Jack Baumgartner, Jacob Wrestling the Angel of the Lord (2010). Used by permission of the artist
The same night he got up and took his two wives, his two maids, and his eleven children, and crossed the ford of the Jabbok. He took them and sent them across the stream, and likewise everything that he had. Jacob was left alone; and a man wrestled with him until daybreak. When the man saw that he did not prevail against Jacob, he struck him on the hip socket; and Jacob’s hip was put out of joint as he wrestled with him. Then he said, ‘Let me go, for the day is breaking.’ But Jacob said, ‘I will not let you go, unless you bless me.’ So he said to him, ‘What is your name?’ And he said, ‘Jacob.’ Then the man said, ‘You shall no longer be called Jacob, but Israel, for you have striven with God and with humans, and have prevailed.’ Then Jacob asked him, ‘Please tell me your name.’ But he said, ‘Why is it that you ask my name?’ And there he blessed him. So Jacob called the place Peniel, saying, ‘For I have seen God face to face, and yet my life is preserved.’ The sun rose upon him as he passed Penuel, limping because of his hip.
– Genesis 32.22-31 (NRSV)
When he reaches the river Jabbok, which is all that stands between him and the Promised Land, Jacob sends his family and his servants across ahead of him, but he remains behind to spend the night on the near shore alone. One wonders why. Maybe in order to savor to its fullest this moment of greatest achievement, this moment for which all his earlier moments have been preparing and from which only a river separates him now.

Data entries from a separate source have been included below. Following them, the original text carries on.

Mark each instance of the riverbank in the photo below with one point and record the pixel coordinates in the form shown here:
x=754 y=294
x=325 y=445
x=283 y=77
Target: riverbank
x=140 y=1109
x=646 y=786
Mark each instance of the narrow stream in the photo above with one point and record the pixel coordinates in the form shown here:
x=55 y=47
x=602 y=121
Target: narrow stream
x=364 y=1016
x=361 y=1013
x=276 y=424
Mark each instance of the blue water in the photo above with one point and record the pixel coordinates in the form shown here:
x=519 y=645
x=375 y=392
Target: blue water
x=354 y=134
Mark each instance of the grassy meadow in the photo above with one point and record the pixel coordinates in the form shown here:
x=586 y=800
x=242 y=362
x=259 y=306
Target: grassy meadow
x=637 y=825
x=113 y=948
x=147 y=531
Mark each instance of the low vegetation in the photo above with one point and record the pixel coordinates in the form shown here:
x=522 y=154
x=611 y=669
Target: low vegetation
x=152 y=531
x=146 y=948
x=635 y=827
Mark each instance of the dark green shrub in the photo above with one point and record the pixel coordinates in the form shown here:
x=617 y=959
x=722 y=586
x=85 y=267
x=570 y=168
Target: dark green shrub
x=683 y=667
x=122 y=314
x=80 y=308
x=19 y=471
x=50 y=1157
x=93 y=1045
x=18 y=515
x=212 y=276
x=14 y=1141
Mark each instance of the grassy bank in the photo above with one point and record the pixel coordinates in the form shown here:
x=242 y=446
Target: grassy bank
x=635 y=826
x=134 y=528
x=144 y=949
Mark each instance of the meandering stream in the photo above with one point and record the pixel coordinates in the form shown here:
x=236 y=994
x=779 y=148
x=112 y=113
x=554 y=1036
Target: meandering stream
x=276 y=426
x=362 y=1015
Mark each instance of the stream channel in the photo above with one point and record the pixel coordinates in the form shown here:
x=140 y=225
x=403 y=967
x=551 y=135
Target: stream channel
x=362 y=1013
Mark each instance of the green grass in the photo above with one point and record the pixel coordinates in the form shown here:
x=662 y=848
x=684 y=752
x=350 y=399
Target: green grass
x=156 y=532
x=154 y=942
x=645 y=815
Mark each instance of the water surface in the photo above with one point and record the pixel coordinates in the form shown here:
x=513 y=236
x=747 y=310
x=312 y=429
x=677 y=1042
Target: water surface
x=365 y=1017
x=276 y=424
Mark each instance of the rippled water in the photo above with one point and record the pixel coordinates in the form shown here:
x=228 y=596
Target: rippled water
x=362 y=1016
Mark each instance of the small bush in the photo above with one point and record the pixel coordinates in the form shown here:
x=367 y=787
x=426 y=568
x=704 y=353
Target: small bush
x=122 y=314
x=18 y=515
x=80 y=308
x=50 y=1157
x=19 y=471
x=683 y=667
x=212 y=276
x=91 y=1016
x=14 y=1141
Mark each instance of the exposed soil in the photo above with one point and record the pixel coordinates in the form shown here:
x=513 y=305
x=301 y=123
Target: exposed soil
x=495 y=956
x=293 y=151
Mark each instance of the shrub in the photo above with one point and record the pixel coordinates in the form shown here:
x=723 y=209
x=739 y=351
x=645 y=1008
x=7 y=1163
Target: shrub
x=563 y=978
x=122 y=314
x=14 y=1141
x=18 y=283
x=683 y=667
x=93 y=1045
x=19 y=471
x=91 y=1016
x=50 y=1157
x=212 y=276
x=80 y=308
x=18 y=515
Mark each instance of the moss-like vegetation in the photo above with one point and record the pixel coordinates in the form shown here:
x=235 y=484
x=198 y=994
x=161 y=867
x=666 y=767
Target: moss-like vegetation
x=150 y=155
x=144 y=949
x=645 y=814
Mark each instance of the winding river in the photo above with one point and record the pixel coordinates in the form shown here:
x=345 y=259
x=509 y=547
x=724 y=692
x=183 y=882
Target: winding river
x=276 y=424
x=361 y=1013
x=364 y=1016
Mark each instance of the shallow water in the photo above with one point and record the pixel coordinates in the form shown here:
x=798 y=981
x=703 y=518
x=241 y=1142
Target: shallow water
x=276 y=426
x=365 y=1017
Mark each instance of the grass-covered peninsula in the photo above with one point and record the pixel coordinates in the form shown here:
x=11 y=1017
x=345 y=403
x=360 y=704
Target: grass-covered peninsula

And then it happens. Out of the deep of the night a stranger leaps. He hurls himself at Jacob, and they fall to the ground, their bodies lashing through the darkness. It is terrible enough not to see the attacker’s face, and his strength is more terrible still, the strength of more than a man. All the night through they struggle in silence until just before morning, when it looks like a miracle might happen. Jacob is winning. The stranger cries out to be set free before the sun rises. Then, suddenly, all is reversed.
He merely touches the hollow of Jacob’s thigh, and in a moment Jacob is lying there crippled and helpless. The sense we have, which Jacob must have had, that the whole battle was from beginning fated to end this way, that the stranger had simply held back until now, letting Jacob exert all his strength and almost win so that when he was defeated, he would know he is truly defeated; so that he would know that not all his shrewdness, will, brute force that he could muster were enough to get this. Jacob will not release his grip, only now it is a grip not of violence but of need, like the grip of a drowning man.
The darkness has faded just enough so that for the first time he can dimly see his opponent’s face. And what he sees is something more terrible than the face of death — the face of love. It is vast and strong, half ruined with suffering and fierce with joy, the face a man flees down all the darkness of his days until at last he cries out, “I will not let you go, unless you bless me!” Not a blessing that he can have now by the strength of his cunning or the force of his will, but a blessing that he can have only as a gift.
Power, success, happiness, as the world knows them, are his who will fight for them hard enough; but peace, love, joy are only from God. And God is the enemy whom Jacob fought there by the river, of course, and whom in one way or another we all of us fight — God, the beloved enemy. Our enemy because, before giving us everything, he demands of us everything; before giving us life, he demands our lives — our selves, our wills, our treasure.
Will we give them, you and I? I do not know. Only remember the last glimpse we have of Jacob, limping home against the great conflagration of the dawn. Remember Jesus of Nazareth, staggering on broken feet out of the tomb after the resurrection, bearing on his body the insignia of the defeat that is victory, the magnificent defeat of the human soul at the hands of God.